Y volviéndose a Sancho, le dijo:

-Perdóname, amigo, de la ocasión que te he dado de parecer loco como yo, haciéndote caer en el error en que yo he caído, de que hubo y hay caballeros andantes en el mundo.

-¡Ay! -respondió Sancho llorando-. No se muera vuesa merced, señor mío, sino tome mi consejo, y viva muchos años; porque la mayor locura que puede hacer un hombre en esta vida es dejarse morir, sin más ni más, sin que nadie le mate, ni otras manos le acaben que las de la melancolía. Mire no sea perezoso, sino levántese desa cama, y vámonos al campo vestidos de pastores, como tenemos concertado: quizá tras de alguna mata hallaremos a la señora doña Dulcinea desencantada, que no haya más que ver. Si es que se muere de pesar de verse vencido, écheme a mí la culpa, diciendo que por haber yo cinchado mal a Rocinante le derribaron; cuanto más que vuesa merced habrá visto en sus libros de caballerías ser cosa ordinaria derribarse unos caballeros a otros, y el que es vencido hoy ser vencedor mañana.

-Así es -dijo Sansón-, y el buen Sancho Panza está muy en la verdad destos casos.

-Señores -dijo don Quijote-, vámonos poco a poco, pues ya en los nidos de antaño no hay pájaros hogaño. Yo fui loco, y ya soy cuerdo: fui don Quijote de la Mancha, y soy ahora, como he dicho, Alonso Quijano el Bueno.

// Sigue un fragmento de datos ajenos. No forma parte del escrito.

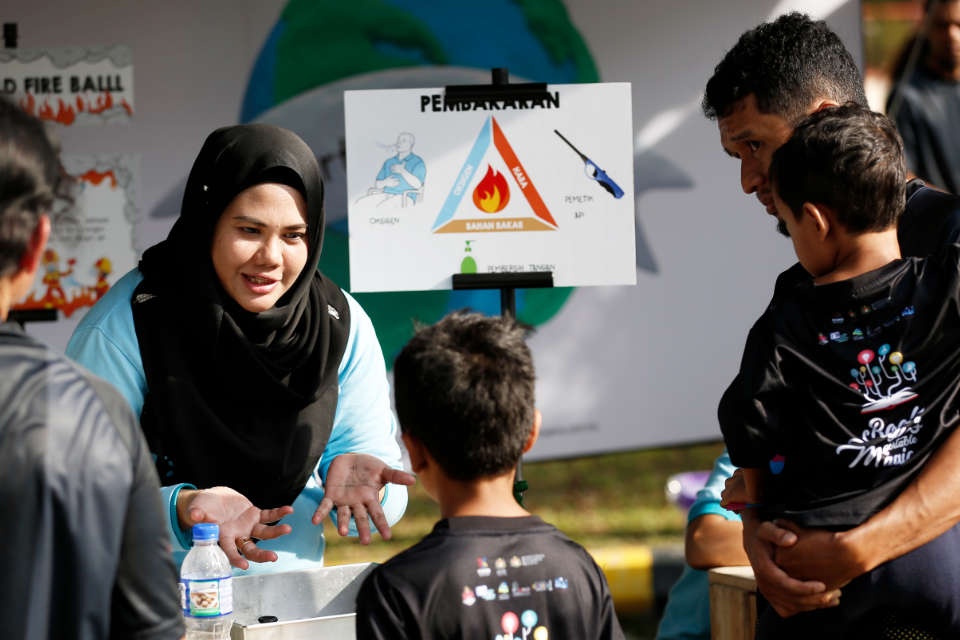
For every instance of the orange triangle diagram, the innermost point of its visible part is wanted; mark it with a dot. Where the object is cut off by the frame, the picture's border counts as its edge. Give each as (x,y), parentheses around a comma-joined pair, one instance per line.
(493,192)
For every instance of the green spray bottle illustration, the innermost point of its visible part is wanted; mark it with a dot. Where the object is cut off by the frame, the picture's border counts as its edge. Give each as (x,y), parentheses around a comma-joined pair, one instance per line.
(468,264)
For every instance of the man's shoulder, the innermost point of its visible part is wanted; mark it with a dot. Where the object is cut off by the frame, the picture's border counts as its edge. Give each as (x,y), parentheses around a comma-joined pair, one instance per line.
(930,220)
(43,380)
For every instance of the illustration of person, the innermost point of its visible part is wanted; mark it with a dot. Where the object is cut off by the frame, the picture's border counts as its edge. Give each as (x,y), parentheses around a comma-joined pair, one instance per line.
(402,174)
(104,268)
(52,276)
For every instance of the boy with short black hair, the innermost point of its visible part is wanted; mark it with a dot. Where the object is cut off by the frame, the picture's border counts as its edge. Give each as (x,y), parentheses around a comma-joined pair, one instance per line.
(849,379)
(464,392)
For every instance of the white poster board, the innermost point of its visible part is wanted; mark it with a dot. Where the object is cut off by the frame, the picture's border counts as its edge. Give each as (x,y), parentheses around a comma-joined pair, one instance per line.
(70,85)
(490,186)
(617,367)
(91,239)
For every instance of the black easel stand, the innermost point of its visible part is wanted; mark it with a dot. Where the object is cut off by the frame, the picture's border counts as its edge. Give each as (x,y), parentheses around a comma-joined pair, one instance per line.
(23,316)
(507,283)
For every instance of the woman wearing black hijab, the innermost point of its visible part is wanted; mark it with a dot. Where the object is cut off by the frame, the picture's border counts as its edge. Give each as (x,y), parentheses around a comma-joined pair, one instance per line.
(255,377)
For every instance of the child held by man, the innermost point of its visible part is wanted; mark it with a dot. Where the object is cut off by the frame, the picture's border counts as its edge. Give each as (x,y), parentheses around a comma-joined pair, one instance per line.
(849,379)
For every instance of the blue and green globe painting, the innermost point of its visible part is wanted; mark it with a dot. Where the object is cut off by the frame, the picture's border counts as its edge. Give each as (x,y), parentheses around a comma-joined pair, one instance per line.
(319,48)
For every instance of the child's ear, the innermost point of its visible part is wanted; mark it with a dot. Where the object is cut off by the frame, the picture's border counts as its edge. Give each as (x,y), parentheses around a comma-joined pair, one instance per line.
(535,431)
(416,451)
(817,216)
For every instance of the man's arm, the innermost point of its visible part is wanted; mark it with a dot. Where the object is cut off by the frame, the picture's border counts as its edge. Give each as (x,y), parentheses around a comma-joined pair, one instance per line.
(926,508)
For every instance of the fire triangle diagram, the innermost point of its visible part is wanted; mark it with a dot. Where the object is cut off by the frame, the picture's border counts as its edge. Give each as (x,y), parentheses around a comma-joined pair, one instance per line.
(483,199)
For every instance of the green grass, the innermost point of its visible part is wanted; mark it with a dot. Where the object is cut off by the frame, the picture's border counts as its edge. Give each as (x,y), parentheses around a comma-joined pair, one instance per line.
(597,501)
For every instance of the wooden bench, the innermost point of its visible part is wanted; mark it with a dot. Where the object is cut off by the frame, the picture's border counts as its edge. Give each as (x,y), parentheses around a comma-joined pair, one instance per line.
(733,603)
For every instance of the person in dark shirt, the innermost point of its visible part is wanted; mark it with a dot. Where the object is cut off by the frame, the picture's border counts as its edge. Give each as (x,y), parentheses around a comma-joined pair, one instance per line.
(848,381)
(88,556)
(926,100)
(464,391)
(776,74)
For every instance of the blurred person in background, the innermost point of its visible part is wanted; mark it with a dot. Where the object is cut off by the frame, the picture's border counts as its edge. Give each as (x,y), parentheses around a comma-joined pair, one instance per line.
(88,556)
(714,538)
(925,101)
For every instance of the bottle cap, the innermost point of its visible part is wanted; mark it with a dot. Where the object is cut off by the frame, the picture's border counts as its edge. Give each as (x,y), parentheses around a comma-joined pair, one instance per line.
(206,531)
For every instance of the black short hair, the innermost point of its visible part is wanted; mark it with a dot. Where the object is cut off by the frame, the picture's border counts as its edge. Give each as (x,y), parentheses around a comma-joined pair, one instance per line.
(787,64)
(464,387)
(30,181)
(848,158)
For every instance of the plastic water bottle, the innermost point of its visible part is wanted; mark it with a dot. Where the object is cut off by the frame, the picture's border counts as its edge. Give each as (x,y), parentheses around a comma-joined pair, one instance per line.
(206,587)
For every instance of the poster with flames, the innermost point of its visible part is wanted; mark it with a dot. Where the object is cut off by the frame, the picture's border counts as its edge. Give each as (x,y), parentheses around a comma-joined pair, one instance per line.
(493,185)
(70,85)
(91,239)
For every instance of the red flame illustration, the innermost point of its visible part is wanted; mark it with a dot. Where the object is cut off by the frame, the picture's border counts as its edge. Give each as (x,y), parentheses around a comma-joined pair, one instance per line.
(492,193)
(67,113)
(96,177)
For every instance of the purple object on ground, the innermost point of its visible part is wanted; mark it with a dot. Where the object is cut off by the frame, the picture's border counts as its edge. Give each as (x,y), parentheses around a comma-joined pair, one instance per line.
(682,488)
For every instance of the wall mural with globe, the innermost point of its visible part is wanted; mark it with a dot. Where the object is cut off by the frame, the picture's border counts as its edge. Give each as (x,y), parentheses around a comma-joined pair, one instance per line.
(619,367)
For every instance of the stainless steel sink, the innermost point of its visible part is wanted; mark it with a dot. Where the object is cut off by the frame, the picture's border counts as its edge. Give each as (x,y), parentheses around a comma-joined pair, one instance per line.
(312,604)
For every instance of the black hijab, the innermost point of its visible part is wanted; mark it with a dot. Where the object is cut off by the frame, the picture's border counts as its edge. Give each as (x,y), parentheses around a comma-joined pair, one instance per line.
(236,398)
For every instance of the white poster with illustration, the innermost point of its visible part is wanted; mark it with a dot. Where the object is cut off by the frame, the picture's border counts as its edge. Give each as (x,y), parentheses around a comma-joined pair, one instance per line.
(70,85)
(91,240)
(493,185)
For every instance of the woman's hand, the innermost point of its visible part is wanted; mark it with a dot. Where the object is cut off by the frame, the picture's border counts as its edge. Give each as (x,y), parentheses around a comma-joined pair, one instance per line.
(354,486)
(239,521)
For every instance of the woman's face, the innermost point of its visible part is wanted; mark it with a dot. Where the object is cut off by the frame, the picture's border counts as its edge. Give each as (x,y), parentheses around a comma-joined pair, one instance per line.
(260,244)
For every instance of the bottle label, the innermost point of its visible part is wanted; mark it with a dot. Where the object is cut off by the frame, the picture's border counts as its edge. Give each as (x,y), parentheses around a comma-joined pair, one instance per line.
(206,598)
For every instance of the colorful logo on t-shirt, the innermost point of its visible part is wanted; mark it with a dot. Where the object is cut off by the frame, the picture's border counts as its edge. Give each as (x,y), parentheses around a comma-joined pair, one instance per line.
(882,378)
(510,624)
(483,569)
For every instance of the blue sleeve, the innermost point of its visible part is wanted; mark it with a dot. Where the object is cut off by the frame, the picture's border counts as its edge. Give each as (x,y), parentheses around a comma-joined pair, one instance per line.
(419,169)
(364,422)
(105,342)
(708,498)
(384,170)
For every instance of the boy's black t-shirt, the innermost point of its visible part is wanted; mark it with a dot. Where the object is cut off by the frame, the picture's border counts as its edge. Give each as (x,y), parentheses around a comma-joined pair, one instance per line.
(846,389)
(488,578)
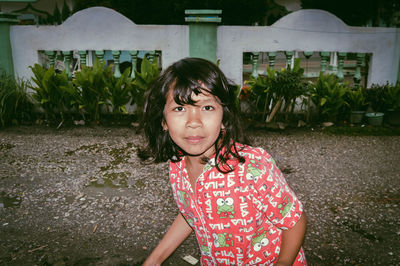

En fin, llegó el último momento de don Quijote, después de recibidos todos los sacramentos y después de haber abominado con muchas y eficaces razones de los libros de caballerías: hallóse el Escribano presente, y dijo que nunca había leído en ningún libro de caballería que algún caballero andante hubiese muerto en su lecho tan sosegadamente y tan cristiano como don Quijote ; el cual, entre compasiones y lágrimas de los que allí se hallaron, dio su espíritu: quiero decir que se murió.

 

  



 

BATALLA CON LOS CUEROS DE VINO (Capítulo XXXV)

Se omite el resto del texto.